4. 𝗦𝘂𝗽𝗽𝗼𝗿𝘁𝗶𝗻𝗴 𝗦𝗲𝗿𝘃𝗶𝗰𝗲𝘀:
   - 𝗖𝗼𝗻𝗳𝗶𝗴 𝗦𝘁𝗼𝗿𝗲: Centralized service for managing configuration files across all microservices.
   - 𝗜𝗱𝗲𝗻𝘁𝗶𝘁𝘆 𝗣𝗿𝗼𝘃𝗶𝗱𝗲𝗿: Manages user authentication and authorizations for secure access to services.
   - 𝗕𝗮𝗰𝗸𝗶𝗻𝗴 𝗦𝗲𝗿𝘃𝗶𝗰𝗲𝘀: These are the various databases, messaging systems (MOM), and other persistent storage services that microservices use to store and retrieve data.

5. 𝗢𝗽𝗲𝗿𝗮𝘁𝗶𝗼𝗻𝗮𝗹 𝗦𝗲𝗿𝘃𝗶𝗰𝗲𝘀:
   - 𝗧𝗲𝗹𝗲𝗺𝗲𝘁𝗿𝘆: This includes monitoring, logging, and diagnostics to keep track of the health and performance of microservices.
   - 𝗖𝗼𝗻𝘁𝗮𝗶𝗻𝗲𝗿 𝗠𝗮𝗻𝗮𝗴𝗲𝗺𝗲𝗻𝘁: Manages the lifecycle of containers where microservices are deployed.

6. 𝗖𝗜/𝗖𝗗 𝗔𝘂𝘁𝗼𝗺𝗮𝘁𝗶𝗼𝗻:
   - Continuous Integration and Continuous Deployment pipelines that automate the building, testing, and deployment of microservices, ensuring that new features and updates can be released quickly and reliably.

7. 𝗖𝗹𝗶𝗲𝗻𝘁 𝗔𝗽𝗽𝗹𝗶𝗰𝗮𝘁𝗶𝗼𝗻𝘀:
   - These are the various consumer-facing applications like mobile apps, web browsers, or third-party services that interact with the API Gateway.

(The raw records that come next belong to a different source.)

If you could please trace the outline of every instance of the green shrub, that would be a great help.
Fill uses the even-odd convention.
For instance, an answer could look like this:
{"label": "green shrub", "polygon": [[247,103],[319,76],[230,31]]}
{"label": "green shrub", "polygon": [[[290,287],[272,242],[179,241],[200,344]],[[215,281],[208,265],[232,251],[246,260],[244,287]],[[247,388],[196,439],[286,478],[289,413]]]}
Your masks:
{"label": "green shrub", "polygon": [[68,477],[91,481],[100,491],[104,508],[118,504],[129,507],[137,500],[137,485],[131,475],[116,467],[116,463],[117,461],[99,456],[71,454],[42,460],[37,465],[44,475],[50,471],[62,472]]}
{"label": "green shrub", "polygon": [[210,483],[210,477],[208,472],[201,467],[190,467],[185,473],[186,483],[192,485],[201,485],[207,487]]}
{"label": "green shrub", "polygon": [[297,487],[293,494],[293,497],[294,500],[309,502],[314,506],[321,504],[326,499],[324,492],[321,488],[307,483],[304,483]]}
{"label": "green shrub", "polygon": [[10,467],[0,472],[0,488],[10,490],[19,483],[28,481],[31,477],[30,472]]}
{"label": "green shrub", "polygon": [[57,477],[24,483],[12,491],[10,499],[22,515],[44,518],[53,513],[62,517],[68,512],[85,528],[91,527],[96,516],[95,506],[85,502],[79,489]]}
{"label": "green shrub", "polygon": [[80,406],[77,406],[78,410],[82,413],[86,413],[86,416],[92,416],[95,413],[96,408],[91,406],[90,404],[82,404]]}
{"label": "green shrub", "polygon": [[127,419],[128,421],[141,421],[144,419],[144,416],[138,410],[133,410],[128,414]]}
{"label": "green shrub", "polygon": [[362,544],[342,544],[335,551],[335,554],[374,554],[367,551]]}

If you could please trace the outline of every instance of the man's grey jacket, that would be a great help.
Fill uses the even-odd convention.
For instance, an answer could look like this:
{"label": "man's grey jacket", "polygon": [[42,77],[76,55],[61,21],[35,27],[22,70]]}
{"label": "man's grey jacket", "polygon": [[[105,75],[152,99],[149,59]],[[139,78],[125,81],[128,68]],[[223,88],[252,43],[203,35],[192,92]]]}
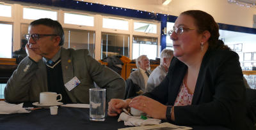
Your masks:
{"label": "man's grey jacket", "polygon": [[[89,103],[89,89],[95,88],[93,82],[106,89],[107,103],[111,98],[124,98],[124,79],[90,56],[87,50],[61,49],[64,84],[74,76],[81,82],[70,91],[65,88],[73,103]],[[10,102],[38,101],[40,92],[47,92],[47,89],[45,62],[41,60],[36,63],[26,57],[8,81],[4,98]]]}

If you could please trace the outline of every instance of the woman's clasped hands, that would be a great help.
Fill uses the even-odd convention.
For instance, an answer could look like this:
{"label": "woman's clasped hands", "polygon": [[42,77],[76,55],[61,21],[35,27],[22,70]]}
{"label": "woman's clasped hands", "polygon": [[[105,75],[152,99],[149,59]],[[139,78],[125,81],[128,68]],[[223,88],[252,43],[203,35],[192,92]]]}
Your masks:
{"label": "woman's clasped hands", "polygon": [[167,106],[144,96],[126,100],[112,99],[108,105],[108,114],[109,116],[116,116],[122,112],[124,108],[129,106],[142,111],[152,118],[166,119]]}

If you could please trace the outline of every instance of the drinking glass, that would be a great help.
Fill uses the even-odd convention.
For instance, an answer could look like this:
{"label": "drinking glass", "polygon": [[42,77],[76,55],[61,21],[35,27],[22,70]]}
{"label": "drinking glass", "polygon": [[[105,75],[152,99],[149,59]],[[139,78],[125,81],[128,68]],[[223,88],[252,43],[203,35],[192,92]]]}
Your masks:
{"label": "drinking glass", "polygon": [[90,89],[90,120],[105,120],[106,89]]}

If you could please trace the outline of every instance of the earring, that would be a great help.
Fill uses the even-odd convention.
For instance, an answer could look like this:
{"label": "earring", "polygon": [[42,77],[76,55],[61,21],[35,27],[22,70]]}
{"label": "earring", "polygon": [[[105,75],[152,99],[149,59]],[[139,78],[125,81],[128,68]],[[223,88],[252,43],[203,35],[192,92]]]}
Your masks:
{"label": "earring", "polygon": [[203,51],[203,50],[204,50],[204,43],[202,42],[201,43],[201,52]]}

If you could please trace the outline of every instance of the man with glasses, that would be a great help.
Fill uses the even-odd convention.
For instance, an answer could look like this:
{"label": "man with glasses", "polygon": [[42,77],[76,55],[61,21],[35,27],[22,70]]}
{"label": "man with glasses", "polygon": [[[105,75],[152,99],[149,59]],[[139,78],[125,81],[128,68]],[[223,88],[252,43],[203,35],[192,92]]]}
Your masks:
{"label": "man with glasses", "polygon": [[107,101],[124,98],[125,82],[116,73],[100,65],[87,50],[61,47],[64,31],[58,22],[35,20],[25,37],[28,57],[7,83],[7,101],[38,101],[40,92],[48,91],[61,94],[64,103],[88,103],[89,89],[95,87],[94,83],[106,89]]}

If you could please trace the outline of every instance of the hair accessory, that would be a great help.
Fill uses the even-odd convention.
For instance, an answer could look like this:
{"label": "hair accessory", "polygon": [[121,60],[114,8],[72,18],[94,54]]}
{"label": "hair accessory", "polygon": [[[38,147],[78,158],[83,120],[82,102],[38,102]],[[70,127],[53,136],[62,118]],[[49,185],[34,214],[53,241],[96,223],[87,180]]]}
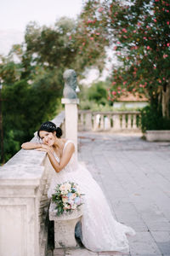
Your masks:
{"label": "hair accessory", "polygon": [[52,129],[55,129],[56,128],[54,125],[49,125],[49,124],[42,125],[42,126],[46,126],[46,127],[52,128]]}

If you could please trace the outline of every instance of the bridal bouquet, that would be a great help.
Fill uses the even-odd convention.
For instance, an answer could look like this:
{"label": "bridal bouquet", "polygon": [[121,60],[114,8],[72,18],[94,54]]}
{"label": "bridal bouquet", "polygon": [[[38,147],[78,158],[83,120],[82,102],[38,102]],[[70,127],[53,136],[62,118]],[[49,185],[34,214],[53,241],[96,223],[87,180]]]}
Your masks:
{"label": "bridal bouquet", "polygon": [[52,201],[56,204],[57,215],[65,212],[76,210],[82,204],[82,195],[78,185],[75,183],[65,182],[58,184],[55,193],[52,195]]}

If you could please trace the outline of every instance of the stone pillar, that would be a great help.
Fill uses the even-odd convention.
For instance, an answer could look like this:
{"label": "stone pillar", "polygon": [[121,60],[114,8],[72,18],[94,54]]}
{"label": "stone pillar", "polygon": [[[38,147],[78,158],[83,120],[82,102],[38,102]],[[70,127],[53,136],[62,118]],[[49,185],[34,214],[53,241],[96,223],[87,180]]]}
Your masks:
{"label": "stone pillar", "polygon": [[77,158],[77,104],[79,99],[62,98],[61,103],[65,104],[65,138],[74,142]]}

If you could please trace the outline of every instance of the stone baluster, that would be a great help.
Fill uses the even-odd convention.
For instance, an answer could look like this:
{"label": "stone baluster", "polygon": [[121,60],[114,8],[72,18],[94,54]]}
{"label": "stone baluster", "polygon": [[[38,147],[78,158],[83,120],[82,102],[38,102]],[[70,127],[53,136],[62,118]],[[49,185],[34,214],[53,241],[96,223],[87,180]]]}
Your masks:
{"label": "stone baluster", "polygon": [[119,114],[113,115],[113,129],[119,130],[121,129],[121,122]]}
{"label": "stone baluster", "polygon": [[104,118],[104,123],[105,123],[105,130],[110,130],[110,115],[108,114]]}
{"label": "stone baluster", "polygon": [[99,127],[99,119],[100,114],[99,113],[94,113],[94,131],[98,131]]}
{"label": "stone baluster", "polygon": [[128,129],[132,129],[131,114],[128,114]]}
{"label": "stone baluster", "polygon": [[127,128],[126,114],[122,114],[122,129],[126,129],[126,128]]}
{"label": "stone baluster", "polygon": [[84,127],[84,114],[82,112],[79,113],[79,119],[78,119],[78,130],[83,131],[85,130]]}
{"label": "stone baluster", "polygon": [[92,113],[85,113],[85,129],[86,131],[92,131]]}
{"label": "stone baluster", "polygon": [[104,114],[100,114],[99,130],[105,129]]}
{"label": "stone baluster", "polygon": [[67,69],[63,74],[65,87],[61,103],[65,104],[65,138],[71,139],[75,144],[75,154],[77,159],[77,104],[79,99],[76,96],[76,73],[73,69]]}
{"label": "stone baluster", "polygon": [[136,113],[133,114],[133,129],[137,129],[137,125],[136,125]]}

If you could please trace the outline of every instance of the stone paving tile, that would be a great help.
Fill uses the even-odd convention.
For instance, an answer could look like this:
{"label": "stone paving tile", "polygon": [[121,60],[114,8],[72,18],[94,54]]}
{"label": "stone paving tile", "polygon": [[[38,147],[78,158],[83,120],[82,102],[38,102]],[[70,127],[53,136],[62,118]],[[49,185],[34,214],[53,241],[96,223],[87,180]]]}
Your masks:
{"label": "stone paving tile", "polygon": [[168,255],[170,143],[146,142],[139,134],[80,136],[81,160],[102,187],[116,218],[137,231],[129,238],[130,255]]}
{"label": "stone paving tile", "polygon": [[102,252],[99,253],[99,256],[130,256],[130,253],[123,253],[118,252]]}
{"label": "stone paving tile", "polygon": [[87,249],[68,249],[65,251],[65,256],[98,256],[98,253]]}
{"label": "stone paving tile", "polygon": [[54,249],[53,256],[65,256],[65,254],[64,249]]}
{"label": "stone paving tile", "polygon": [[162,255],[150,232],[139,232],[130,238],[131,255]]}
{"label": "stone paving tile", "polygon": [[170,233],[163,231],[151,232],[160,251],[164,254],[170,253]]}

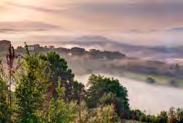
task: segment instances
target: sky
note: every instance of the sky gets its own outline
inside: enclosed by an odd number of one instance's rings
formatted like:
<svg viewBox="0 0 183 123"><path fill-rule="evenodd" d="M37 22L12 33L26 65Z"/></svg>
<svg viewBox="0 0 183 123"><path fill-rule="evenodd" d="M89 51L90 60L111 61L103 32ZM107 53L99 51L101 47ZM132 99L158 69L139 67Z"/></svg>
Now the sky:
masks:
<svg viewBox="0 0 183 123"><path fill-rule="evenodd" d="M183 1L0 0L0 39L46 43L83 35L138 45L183 45Z"/></svg>

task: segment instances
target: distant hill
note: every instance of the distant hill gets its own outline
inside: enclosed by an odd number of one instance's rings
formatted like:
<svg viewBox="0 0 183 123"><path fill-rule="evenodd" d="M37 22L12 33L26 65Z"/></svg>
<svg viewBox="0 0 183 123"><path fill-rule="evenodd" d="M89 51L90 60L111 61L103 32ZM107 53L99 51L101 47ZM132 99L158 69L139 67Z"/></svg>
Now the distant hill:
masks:
<svg viewBox="0 0 183 123"><path fill-rule="evenodd" d="M103 36L83 36L64 44L76 45L84 48L97 48L100 50L119 51L132 57L144 59L167 59L183 57L183 46L141 46L125 44L120 41L113 41Z"/></svg>

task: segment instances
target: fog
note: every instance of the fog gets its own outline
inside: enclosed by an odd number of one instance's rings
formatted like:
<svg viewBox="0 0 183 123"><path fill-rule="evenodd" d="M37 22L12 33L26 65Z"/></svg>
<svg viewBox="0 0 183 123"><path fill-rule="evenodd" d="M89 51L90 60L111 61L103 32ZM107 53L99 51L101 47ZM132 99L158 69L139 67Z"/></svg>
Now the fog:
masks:
<svg viewBox="0 0 183 123"><path fill-rule="evenodd" d="M104 75L104 74L102 74ZM130 107L140 109L149 114L168 111L171 107L183 108L183 89L157 86L119 76L105 74L120 80L127 88ZM76 76L76 79L86 84L89 75Z"/></svg>

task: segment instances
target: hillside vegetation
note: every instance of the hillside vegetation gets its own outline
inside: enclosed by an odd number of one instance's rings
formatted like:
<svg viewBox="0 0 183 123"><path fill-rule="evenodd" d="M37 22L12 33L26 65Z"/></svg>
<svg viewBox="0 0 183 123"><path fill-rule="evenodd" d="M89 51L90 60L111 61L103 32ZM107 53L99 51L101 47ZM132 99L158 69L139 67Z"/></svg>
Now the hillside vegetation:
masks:
<svg viewBox="0 0 183 123"><path fill-rule="evenodd" d="M119 80L92 74L85 87L56 52L31 53L25 48L18 57L10 45L8 70L1 63L0 123L183 122L182 109L157 116L133 110Z"/></svg>

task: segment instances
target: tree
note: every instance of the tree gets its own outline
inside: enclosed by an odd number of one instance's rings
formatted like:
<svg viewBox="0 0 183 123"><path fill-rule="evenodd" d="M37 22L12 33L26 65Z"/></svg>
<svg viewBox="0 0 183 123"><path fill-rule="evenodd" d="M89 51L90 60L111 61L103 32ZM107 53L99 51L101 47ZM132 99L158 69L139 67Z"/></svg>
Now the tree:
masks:
<svg viewBox="0 0 183 123"><path fill-rule="evenodd" d="M59 85L60 85L59 81ZM52 98L46 112L41 115L42 123L73 123L76 118L76 104L65 103L62 99L63 88L56 89L58 98Z"/></svg>
<svg viewBox="0 0 183 123"><path fill-rule="evenodd" d="M37 111L41 108L47 88L44 76L46 63L37 54L27 54L23 59L20 76L17 82L15 96L18 112L18 122L37 123Z"/></svg>
<svg viewBox="0 0 183 123"><path fill-rule="evenodd" d="M129 111L128 95L125 87L121 86L118 80L105 78L100 75L91 75L88 82L87 105L89 108L96 108L101 105L101 99L107 96L104 104L114 105L114 110L123 119Z"/></svg>
<svg viewBox="0 0 183 123"><path fill-rule="evenodd" d="M157 117L158 123L167 123L168 122L168 115L165 111L162 111Z"/></svg>
<svg viewBox="0 0 183 123"><path fill-rule="evenodd" d="M0 123L11 122L11 110L7 102L7 84L0 78Z"/></svg>
<svg viewBox="0 0 183 123"><path fill-rule="evenodd" d="M61 58L59 54L50 52L47 55L42 55L41 59L48 62L48 70L50 71L50 82L49 88L50 97L54 96L57 98L56 88L58 86L59 78L62 81L62 87L65 88L63 98L65 101L72 100L72 88L74 81L74 74L72 70L68 68L65 59ZM51 99L51 98L50 98Z"/></svg>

The diagram also categorizes the components into 'Inner Architecture', which includes the core microservices and their immediate supporting services, and 'Outer Architecture Capability', which represents the operational and automation tools that support the microservices infrastructure.